La casa por dentro está sucia, mal iluminada, transpira soledad, o tal vez la única soledad aquí sea la mía. Se va a la cocina a preparar un par de copas, y yo me derrumbo en uno de los sofás desvencijados de su pequeño salón. En realidad, este es el mejor momento, la expectación antes del acto, luego todo se convierte en algo banal, arduo y aburrido, como una película que has visto demasiadas veces.

—Lo primero, el dinero… —me dice con educación después de tenderme la copa. Le doy un billete de cincuenta y otro de veinte, los deja sobre la mesa y empieza a desnudarse.
—Pero Daphne, ¡yo quiero gestionar el carnet de conducir!
—No te preocupes, todos consiguen siempre aquello por lo que pagan.

        Se sube la falda, se sienta sobre mí y empieza a frotarse contra mi entrepierna. Se ha debido de quitar las bragas en la cocina, un gesto que no me termina de gustar, desnudar a una mujer es la mejor parte los preliminares. Pero ya da igual, y me zambullo en el milagro de su cuerpo: sus pechos son como nubes entre cascadas, aunque también noto un ligero olor a guantes de goma mojados. Sigo con el magreo, pero me siento triste, incluso con ganas de llorar, y quizás ella lo nota porque hunde su boca en mí haciendo que todo se difumine: su lengua es fría, casi gelatinosa, sus uñas se hunden en mi espalda, rasgándome la camisa y la piel. Bajo la mano y jugueteo con su sexo, y me sorprende lo húmeda que está; la trampa ya ha caído sobre nosotros, ya estamos listos para continuar propagando la fealdad de la especie un siglo más: me bajo como puedo los pantalones y entro en ella con una mezcla de crueldad y desgana. No es muy prieta, seguramente tiene algún hijo adolescente esnifando mierda ahora mismo en el patio del instituto, pero tampoco está mal, un sueño pequeño, minúsculo, pero a la altura de mi vida. Cierro los ojos y me rindo a la inercia de su cuerpo, a sus movimientos de fábrica de espejismos, como si creyera que este placer de prepago alberga un poso de trascendencia. Pero no puedo evitar ser un pirómano de espejos al que le gusta alimentar a los cuervos con trozos de su propio cerebro, por eso insisto, con la polla entumecida, hasta que su orgasmo, perfecta interjección de alegría, inunda todo con su disoluta belleza.

***
Una hora después, ahí estoy, de pie frente a una cámara, acompañado por una vieja gordísima, con ojos como nueces y rictus amargo:
—¡Venga, sonría! ¡No le va a doler! —Sonrío al flash, otra foto de psicópata para la colección.
—Le voy a dar el carnet provisional —me indica—, y dentro de un plazo de treinta días recibirá por correo el carnet definitivo —antes de despedirse vuelve a mirarme y noto que sonríe, pero es una sonrisa desagradable.

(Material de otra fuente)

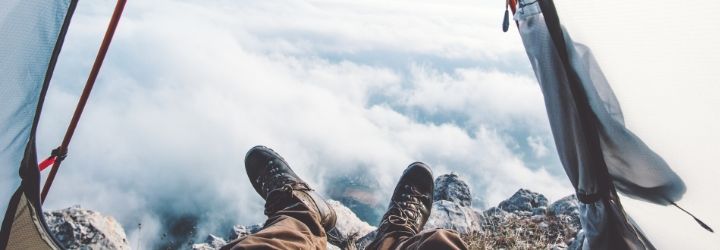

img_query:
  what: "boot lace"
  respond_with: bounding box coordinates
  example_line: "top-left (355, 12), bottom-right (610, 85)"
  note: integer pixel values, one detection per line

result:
top-left (384, 185), bottom-right (430, 233)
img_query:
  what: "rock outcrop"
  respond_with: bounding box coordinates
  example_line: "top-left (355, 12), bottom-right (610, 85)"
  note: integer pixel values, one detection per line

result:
top-left (425, 173), bottom-right (483, 234)
top-left (433, 173), bottom-right (472, 207)
top-left (498, 189), bottom-right (548, 215)
top-left (44, 206), bottom-right (130, 250)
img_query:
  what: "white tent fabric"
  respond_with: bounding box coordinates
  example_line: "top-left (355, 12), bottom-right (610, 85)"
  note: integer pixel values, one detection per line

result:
top-left (515, 1), bottom-right (685, 249)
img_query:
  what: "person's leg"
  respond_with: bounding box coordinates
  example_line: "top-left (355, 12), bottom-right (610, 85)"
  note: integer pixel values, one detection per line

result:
top-left (222, 146), bottom-right (336, 249)
top-left (368, 229), bottom-right (467, 250)
top-left (367, 162), bottom-right (467, 250)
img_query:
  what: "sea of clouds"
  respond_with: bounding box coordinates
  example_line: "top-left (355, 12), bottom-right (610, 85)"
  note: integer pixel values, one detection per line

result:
top-left (7, 0), bottom-right (572, 247)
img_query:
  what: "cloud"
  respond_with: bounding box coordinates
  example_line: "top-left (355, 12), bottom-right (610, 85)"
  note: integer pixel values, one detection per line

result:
top-left (26, 0), bottom-right (572, 247)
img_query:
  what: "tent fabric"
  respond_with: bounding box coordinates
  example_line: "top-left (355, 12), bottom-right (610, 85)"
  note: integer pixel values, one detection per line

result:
top-left (7, 192), bottom-right (60, 249)
top-left (0, 0), bottom-right (77, 249)
top-left (515, 0), bottom-right (685, 249)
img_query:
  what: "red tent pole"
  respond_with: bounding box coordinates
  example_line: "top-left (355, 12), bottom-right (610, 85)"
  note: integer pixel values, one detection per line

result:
top-left (40, 0), bottom-right (127, 203)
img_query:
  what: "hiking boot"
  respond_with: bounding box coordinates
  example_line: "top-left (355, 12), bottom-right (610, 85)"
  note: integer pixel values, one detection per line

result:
top-left (378, 162), bottom-right (434, 235)
top-left (245, 146), bottom-right (337, 231)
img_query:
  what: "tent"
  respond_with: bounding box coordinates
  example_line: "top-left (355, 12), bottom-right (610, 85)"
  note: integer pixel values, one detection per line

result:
top-left (0, 0), bottom-right (720, 249)
top-left (0, 0), bottom-right (125, 249)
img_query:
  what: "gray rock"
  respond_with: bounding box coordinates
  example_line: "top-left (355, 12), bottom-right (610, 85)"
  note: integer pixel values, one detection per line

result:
top-left (327, 200), bottom-right (375, 249)
top-left (533, 207), bottom-right (547, 215)
top-left (548, 195), bottom-right (580, 216)
top-left (498, 189), bottom-right (548, 214)
top-left (548, 243), bottom-right (567, 250)
top-left (192, 234), bottom-right (227, 250)
top-left (424, 200), bottom-right (484, 233)
top-left (44, 206), bottom-right (130, 250)
top-left (433, 173), bottom-right (472, 207)
top-left (355, 230), bottom-right (378, 249)
top-left (228, 224), bottom-right (262, 241)
top-left (568, 230), bottom-right (585, 250)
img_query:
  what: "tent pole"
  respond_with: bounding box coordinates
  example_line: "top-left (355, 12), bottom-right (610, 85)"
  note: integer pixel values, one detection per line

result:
top-left (40, 0), bottom-right (127, 203)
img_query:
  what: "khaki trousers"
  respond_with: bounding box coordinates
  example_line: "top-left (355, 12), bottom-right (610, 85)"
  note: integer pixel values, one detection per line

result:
top-left (221, 193), bottom-right (467, 250)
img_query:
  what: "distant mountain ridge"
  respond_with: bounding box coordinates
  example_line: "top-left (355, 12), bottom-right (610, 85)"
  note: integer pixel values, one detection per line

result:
top-left (45, 173), bottom-right (583, 250)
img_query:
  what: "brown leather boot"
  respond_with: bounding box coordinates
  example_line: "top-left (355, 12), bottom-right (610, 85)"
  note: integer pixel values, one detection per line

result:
top-left (245, 146), bottom-right (337, 232)
top-left (378, 162), bottom-right (434, 235)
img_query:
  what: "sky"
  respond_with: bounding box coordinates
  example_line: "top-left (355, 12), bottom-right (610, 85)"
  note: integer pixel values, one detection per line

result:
top-left (2, 0), bottom-right (720, 248)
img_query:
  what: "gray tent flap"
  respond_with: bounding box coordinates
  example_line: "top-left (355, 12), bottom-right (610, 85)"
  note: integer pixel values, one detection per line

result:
top-left (0, 0), bottom-right (77, 249)
top-left (515, 0), bottom-right (685, 249)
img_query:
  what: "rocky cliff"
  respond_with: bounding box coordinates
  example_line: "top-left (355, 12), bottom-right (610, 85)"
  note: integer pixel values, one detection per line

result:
top-left (45, 174), bottom-right (583, 250)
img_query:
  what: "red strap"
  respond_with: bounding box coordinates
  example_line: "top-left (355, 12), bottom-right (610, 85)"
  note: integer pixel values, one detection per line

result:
top-left (38, 155), bottom-right (57, 171)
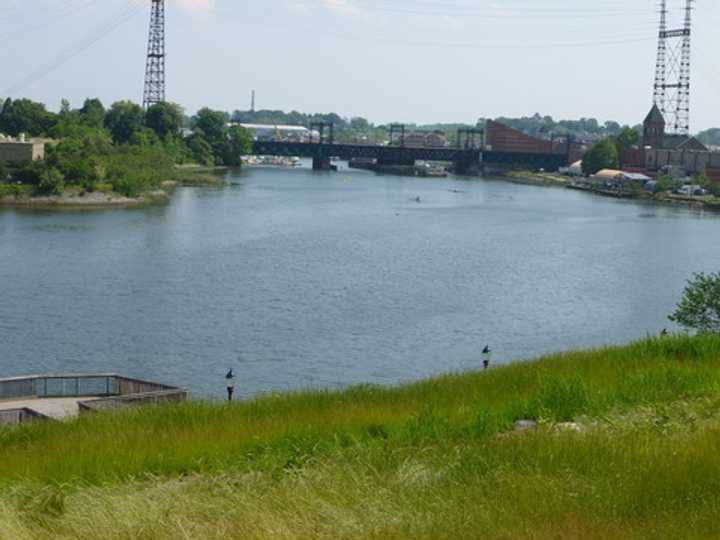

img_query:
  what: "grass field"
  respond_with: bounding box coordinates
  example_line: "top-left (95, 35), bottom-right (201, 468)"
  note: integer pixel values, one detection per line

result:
top-left (0, 336), bottom-right (720, 539)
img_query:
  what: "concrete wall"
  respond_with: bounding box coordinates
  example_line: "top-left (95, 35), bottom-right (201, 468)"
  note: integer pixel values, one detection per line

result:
top-left (0, 141), bottom-right (45, 163)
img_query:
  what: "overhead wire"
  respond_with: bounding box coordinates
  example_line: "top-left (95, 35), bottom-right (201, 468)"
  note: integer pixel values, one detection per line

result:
top-left (0, 3), bottom-right (145, 96)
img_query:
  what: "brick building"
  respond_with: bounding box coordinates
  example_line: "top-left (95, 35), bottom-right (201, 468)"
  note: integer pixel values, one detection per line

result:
top-left (0, 140), bottom-right (45, 163)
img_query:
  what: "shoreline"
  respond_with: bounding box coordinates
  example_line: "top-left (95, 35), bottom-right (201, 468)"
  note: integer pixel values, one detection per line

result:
top-left (0, 166), bottom-right (230, 210)
top-left (497, 171), bottom-right (720, 212)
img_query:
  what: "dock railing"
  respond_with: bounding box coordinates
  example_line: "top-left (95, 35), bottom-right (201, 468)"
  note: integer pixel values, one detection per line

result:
top-left (0, 373), bottom-right (188, 424)
top-left (0, 373), bottom-right (179, 401)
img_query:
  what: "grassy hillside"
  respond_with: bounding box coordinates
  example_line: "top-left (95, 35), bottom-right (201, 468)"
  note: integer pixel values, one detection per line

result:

        Al entrar en el ascensor y mirarme en el espejo se confirma mi sospecha: tengo la cremallera del pantalón bajada. Bajo la mano para subirla, pero se atasca con el calzoncillo y resulta imposible; sin duda me sirve como profecía autocumplida, como metáfora decadente de mi forma de ser. Salgo del edificio arrastrando los pies, y al entrar en el coche y apoyar la espalda noto un ligero dolor, parece que Daphne me ha dejado también su marca, espero que no se infecte. Salgo conduciendo calle abajo, miro el reloj: aún quedan muchas horas por delante, no sabría afirmar si son una oportunidad o una maldición. Al encender la radio comienza a sonar una canción de amor y no puedo evitar empezar a reírme, supongo que ese podría ser el resumen: existen demasiadas canciones de amor horribles reverberando por el mundo, contaminando nuestro sentido común.

        De repente, justo cuando he salido a la autopista, empiezo a ver un poco borroso, con visión doble, no sé sí está provocado por el estrés, llevo así unos meses, y cada vez que sucede pienso en acelerar y tentar un poco al destino. Hoy quizás sea ese día, pero decido que, si consigo llegar a casa, me atreveré por fin a llamarte, aunque solo sea para contarte todo esto y que puedas alegrarte de la decisión que tomaste hace meses. Yo me conformaré con convertir de nuevo tu voz en mi hogar, una pequeña tregua antes del suspiro contenido y la despedida forzada, a fin de cuentas, el amor es encender una hoguera con la leña de tu propio árbol, hay días que no requieren nada más.